With temporal ultrasound imaging, this challenge can be overcome, as the image reveals in real-time those parts of the prostate that most likely contain cancer. These sites will be apparent on what she dubs a “heat map” that computer software can generate in a matter of seconds, so that it provides a vital surgical reference before any needle breaks the skin. Clinical feasibility studies have been performed at multiple centres in Canada and have also begun at the National Institutes of Health Clinical Center in Bethesda, Maryland.
“Our initial findings are exciting but you have to have enough examples from people with various types of tissue that are confirmed in pathology,” says Mousavi. “Then you teach your model reliably and it will be competent to create heat maps for patients that who haven’t been seen before. It provides a precise tool for the clinician suggesting ‘go and biopsy here’.”
Boag notes that their collaboration benefitted from his own engineering background, which gave them some common ground for discussion.
“We were able to speak some of the same language and that helped get it going,” he says, adding that the research has only recently begun to make the major transition from laboratory studies to application in real patients. “It shows a lot of promise but we’re not yet at the point where we can use her system to make the diagnosis.”
Nevertheless, he anticipates that this augmented targeting strategy could mean far fewer samples would have to be taken from a patient’s prostate to determine the type of cancer and the appropriate extent of treatment. Ultimately, the system might be capable of determining the nature of a patient’s prostate cancer without taking any samples at all.

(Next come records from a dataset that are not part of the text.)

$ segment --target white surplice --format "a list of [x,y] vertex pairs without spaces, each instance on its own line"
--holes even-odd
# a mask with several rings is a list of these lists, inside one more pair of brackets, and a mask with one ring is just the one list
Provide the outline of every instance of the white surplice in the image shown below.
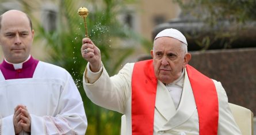
[[[132,134],[131,79],[133,65],[134,63],[125,64],[117,75],[110,78],[104,67],[101,71],[92,73],[87,65],[83,80],[86,95],[93,102],[126,115],[127,135]],[[218,134],[241,134],[231,112],[225,90],[220,82],[213,80],[219,101]],[[177,109],[166,86],[158,81],[154,135],[197,135],[199,134],[198,117],[186,70],[181,98]]]
[[[81,95],[64,69],[39,61],[32,78],[5,80],[0,71],[0,134],[15,134],[14,108],[26,106],[31,133],[85,134],[87,119]],[[22,132],[20,134],[30,134]]]

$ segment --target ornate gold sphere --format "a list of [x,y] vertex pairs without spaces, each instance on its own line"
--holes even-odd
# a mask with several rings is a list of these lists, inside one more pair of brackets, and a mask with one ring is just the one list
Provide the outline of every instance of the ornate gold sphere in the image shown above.
[[78,14],[83,17],[85,18],[88,16],[88,14],[89,13],[89,11],[88,9],[85,7],[81,7],[78,9],[78,11],[77,12]]

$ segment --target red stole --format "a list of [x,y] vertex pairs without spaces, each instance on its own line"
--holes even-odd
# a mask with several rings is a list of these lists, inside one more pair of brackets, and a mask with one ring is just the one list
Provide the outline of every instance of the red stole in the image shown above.
[[[132,135],[153,134],[157,79],[152,60],[135,64],[132,76]],[[219,105],[212,79],[187,65],[199,119],[200,135],[217,134]]]

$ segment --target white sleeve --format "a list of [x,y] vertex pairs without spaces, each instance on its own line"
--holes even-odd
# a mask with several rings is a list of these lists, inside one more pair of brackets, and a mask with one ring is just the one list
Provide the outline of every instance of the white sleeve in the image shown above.
[[103,70],[103,65],[102,63],[101,63],[101,68],[100,69],[100,71],[97,72],[93,72],[90,70],[90,63],[88,63],[86,65],[86,68],[84,73],[84,78],[86,78],[86,80],[87,80],[87,83],[94,83],[98,79],[100,78],[100,76],[101,75],[101,73],[102,72]]
[[213,80],[219,101],[218,135],[242,134],[228,105],[228,97],[220,82]]
[[74,80],[68,76],[59,97],[58,114],[30,114],[31,134],[85,134],[87,122],[83,103]]
[[15,134],[13,117],[13,115],[11,115],[1,119],[0,134]]
[[98,106],[124,113],[131,95],[133,65],[134,63],[125,64],[117,75],[111,78],[103,66],[100,78],[92,84],[88,83],[87,78],[83,78],[83,88],[86,95]]

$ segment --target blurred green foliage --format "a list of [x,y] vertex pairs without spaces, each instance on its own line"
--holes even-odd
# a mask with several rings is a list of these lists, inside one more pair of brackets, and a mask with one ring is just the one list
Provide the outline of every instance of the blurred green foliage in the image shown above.
[[[224,49],[232,48],[242,36],[254,38],[250,33],[253,32],[250,29],[256,21],[255,0],[173,1],[181,7],[183,16],[189,16],[186,22],[204,23],[199,33],[186,36],[193,38],[203,51],[213,44]],[[202,33],[205,29],[209,30],[209,33]]]

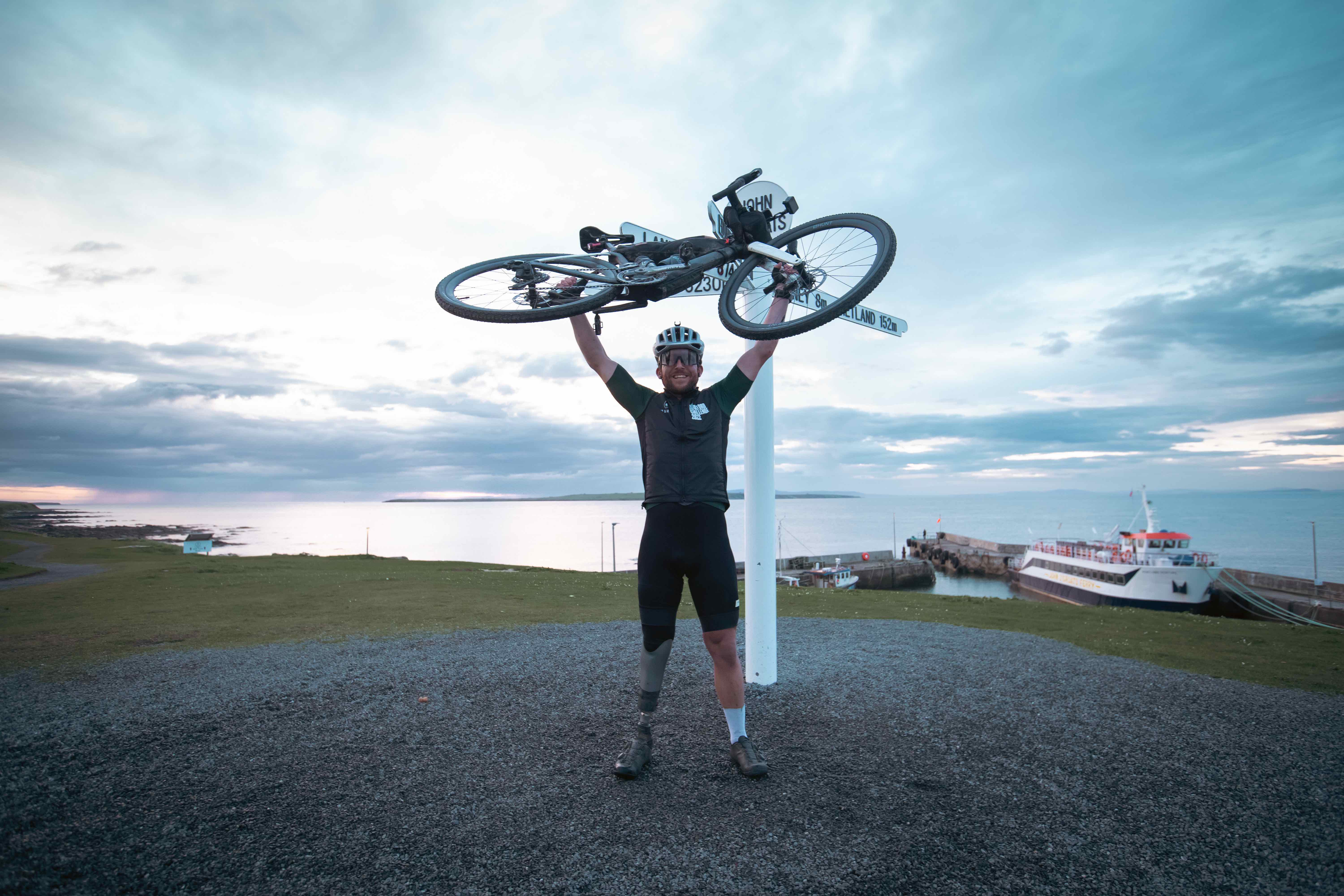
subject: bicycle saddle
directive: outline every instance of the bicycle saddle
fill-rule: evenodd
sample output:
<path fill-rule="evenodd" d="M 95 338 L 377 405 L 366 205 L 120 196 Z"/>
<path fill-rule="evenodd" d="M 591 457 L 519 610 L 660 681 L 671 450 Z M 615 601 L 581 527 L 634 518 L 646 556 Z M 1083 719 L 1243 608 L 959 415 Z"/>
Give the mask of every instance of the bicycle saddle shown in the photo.
<path fill-rule="evenodd" d="M 607 234 L 601 227 L 585 227 L 579 230 L 579 249 L 585 253 L 595 253 L 603 243 L 633 243 L 634 236 L 626 234 Z"/>

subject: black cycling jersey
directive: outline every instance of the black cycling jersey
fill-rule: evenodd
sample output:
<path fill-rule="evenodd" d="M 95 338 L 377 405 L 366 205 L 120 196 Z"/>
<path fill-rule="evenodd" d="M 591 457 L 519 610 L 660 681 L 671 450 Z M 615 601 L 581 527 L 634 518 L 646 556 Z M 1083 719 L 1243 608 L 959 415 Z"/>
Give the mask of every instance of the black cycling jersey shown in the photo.
<path fill-rule="evenodd" d="M 640 433 L 644 508 L 708 504 L 728 509 L 728 418 L 751 388 L 737 365 L 707 390 L 685 395 L 640 386 L 621 365 L 607 388 Z"/>

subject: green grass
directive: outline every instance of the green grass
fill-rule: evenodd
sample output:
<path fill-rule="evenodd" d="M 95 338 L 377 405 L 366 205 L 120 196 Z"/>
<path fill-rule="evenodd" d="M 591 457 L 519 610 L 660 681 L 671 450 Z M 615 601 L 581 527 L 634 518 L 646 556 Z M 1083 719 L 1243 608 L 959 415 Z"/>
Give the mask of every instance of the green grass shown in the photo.
<path fill-rule="evenodd" d="M 22 563 L 5 563 L 0 560 L 0 582 L 5 579 L 19 579 L 26 575 L 46 572 L 42 567 L 26 567 Z"/>
<path fill-rule="evenodd" d="M 0 536 L 3 537 L 3 536 Z M 637 619 L 629 574 L 383 557 L 184 556 L 153 541 L 46 539 L 97 576 L 0 591 L 0 670 L 48 672 L 161 649 Z M 4 545 L 0 555 L 19 551 Z M 1344 633 L 1118 607 L 913 591 L 780 588 L 784 617 L 1023 631 L 1095 653 L 1277 688 L 1344 693 Z M 687 599 L 681 618 L 692 619 Z M 694 623 L 692 623 L 694 625 Z M 691 629 L 694 631 L 694 629 Z"/>

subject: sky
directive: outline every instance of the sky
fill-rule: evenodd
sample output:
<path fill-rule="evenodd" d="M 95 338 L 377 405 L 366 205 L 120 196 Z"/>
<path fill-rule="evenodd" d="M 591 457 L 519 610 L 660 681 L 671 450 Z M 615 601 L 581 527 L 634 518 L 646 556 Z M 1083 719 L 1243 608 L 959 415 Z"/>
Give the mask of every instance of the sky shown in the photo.
<path fill-rule="evenodd" d="M 780 343 L 778 488 L 1344 488 L 1337 4 L 12 0 L 0 498 L 638 490 L 569 324 L 434 285 L 755 167 L 909 322 Z M 656 386 L 673 321 L 745 349 L 602 339 Z"/>

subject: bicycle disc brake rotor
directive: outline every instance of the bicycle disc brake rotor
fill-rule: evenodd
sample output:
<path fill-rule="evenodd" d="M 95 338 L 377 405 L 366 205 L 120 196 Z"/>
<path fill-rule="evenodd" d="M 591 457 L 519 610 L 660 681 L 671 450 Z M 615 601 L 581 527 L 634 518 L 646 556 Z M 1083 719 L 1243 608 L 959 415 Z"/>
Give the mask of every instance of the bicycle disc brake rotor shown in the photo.
<path fill-rule="evenodd" d="M 547 274 L 546 271 L 536 270 L 531 265 L 520 265 L 517 270 L 513 273 L 513 283 L 509 286 L 509 289 L 513 292 L 520 292 L 524 289 L 532 292 L 528 287 L 536 286 L 538 283 L 544 283 L 548 279 L 551 279 L 551 275 Z"/>
<path fill-rule="evenodd" d="M 660 267 L 645 259 L 642 262 L 632 263 L 629 267 L 621 265 L 616 271 L 616 278 L 622 283 L 644 286 L 648 283 L 663 282 L 667 279 L 669 273 L 671 271 L 667 267 Z"/>

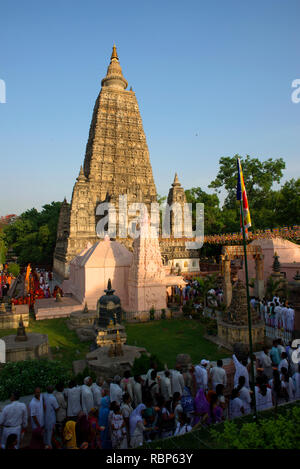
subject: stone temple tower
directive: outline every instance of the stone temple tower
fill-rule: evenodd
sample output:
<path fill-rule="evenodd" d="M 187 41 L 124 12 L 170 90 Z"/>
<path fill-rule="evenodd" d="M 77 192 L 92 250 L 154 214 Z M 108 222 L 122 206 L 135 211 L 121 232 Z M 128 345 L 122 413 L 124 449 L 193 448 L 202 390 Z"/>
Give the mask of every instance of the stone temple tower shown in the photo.
<path fill-rule="evenodd" d="M 88 242 L 99 241 L 97 205 L 118 208 L 119 195 L 129 204 L 143 202 L 150 209 L 157 194 L 135 93 L 127 88 L 116 46 L 96 99 L 83 167 L 70 204 L 64 201 L 54 253 L 54 271 L 68 277 L 70 261 Z"/>
<path fill-rule="evenodd" d="M 184 232 L 184 226 L 186 226 L 186 230 L 191 231 L 191 220 L 187 217 L 187 213 L 184 210 L 184 204 L 186 204 L 185 192 L 179 182 L 177 173 L 175 173 L 173 184 L 169 190 L 167 203 L 169 207 L 174 207 L 174 210 L 170 212 L 170 234 L 176 236 L 178 228 Z M 178 216 L 179 218 L 177 218 Z"/>

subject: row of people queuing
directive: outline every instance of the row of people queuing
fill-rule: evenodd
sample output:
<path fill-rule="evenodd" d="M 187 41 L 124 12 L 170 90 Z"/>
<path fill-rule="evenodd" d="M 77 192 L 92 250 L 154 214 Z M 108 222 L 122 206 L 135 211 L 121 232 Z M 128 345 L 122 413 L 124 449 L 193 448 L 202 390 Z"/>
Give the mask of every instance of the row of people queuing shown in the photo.
<path fill-rule="evenodd" d="M 32 269 L 29 276 L 28 293 L 24 296 L 12 298 L 15 305 L 28 304 L 30 308 L 34 306 L 36 300 L 43 298 L 56 298 L 57 293 L 63 296 L 62 289 L 55 285 L 51 292 L 50 283 L 53 280 L 51 271 L 45 269 Z"/>
<path fill-rule="evenodd" d="M 7 271 L 7 265 L 4 265 L 3 270 L 0 271 L 0 298 L 7 295 L 14 278 L 15 277 Z"/>
<path fill-rule="evenodd" d="M 267 301 L 266 298 L 259 300 L 259 298 L 253 297 L 250 302 L 260 313 L 266 326 L 288 332 L 294 330 L 295 310 L 285 298 L 274 296 L 272 301 Z"/>
<path fill-rule="evenodd" d="M 180 296 L 183 304 L 185 304 L 189 300 L 192 300 L 195 302 L 195 307 L 197 309 L 202 307 L 202 305 L 198 304 L 196 301 L 199 297 L 198 286 L 198 281 L 194 280 L 188 282 L 187 285 L 183 288 L 176 286 L 174 291 L 176 295 Z M 207 292 L 207 298 L 211 306 L 217 307 L 223 302 L 223 290 L 218 287 L 211 288 Z"/>
<path fill-rule="evenodd" d="M 264 349 L 256 357 L 259 411 L 300 399 L 300 366 L 291 365 L 289 349 L 283 349 L 275 341 L 271 351 Z M 55 391 L 49 386 L 46 393 L 36 388 L 28 409 L 15 392 L 0 414 L 2 448 L 20 447 L 28 416 L 29 448 L 126 449 L 248 414 L 253 407 L 249 360 L 233 355 L 233 361 L 230 397 L 224 395 L 228 377 L 222 360 L 212 367 L 205 359 L 184 373 L 158 373 L 153 365 L 143 376 L 132 377 L 127 371 L 122 379 L 93 382 L 86 377 L 81 386 L 58 383 Z"/>

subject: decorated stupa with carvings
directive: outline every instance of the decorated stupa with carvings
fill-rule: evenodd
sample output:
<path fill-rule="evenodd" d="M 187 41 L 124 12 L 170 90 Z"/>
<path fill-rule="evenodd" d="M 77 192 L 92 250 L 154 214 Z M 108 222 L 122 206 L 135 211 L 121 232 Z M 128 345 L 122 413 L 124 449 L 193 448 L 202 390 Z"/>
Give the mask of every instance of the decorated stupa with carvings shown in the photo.
<path fill-rule="evenodd" d="M 255 308 L 250 304 L 251 322 L 255 324 L 260 317 Z M 248 306 L 246 286 L 238 280 L 233 287 L 232 299 L 228 311 L 223 314 L 223 321 L 239 326 L 248 325 Z"/>

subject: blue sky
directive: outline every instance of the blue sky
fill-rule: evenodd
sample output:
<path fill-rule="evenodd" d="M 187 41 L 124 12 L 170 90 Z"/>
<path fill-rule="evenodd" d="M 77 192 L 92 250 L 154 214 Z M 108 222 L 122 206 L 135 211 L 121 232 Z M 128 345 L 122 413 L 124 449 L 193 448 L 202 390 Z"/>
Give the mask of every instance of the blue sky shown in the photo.
<path fill-rule="evenodd" d="M 71 198 L 113 42 L 159 194 L 206 190 L 221 156 L 300 176 L 299 0 L 2 0 L 0 215 Z"/>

This work is just one of several projects undertaken through the university’s Medical Informatics Laboratory, founded in 2003 and directed by Mousavi. Her work on ultrasound-guided interventions represent part of a wide-ranging initiative to employ predictive models and machine learning algorithms that can assist the doctors, nurses and technicians who operate on us.
“It’s important; it’s relevant,” she concludes. “Computers have the ability to help and an area that needs this help is medicine, because we are all mortal at the end of the day.”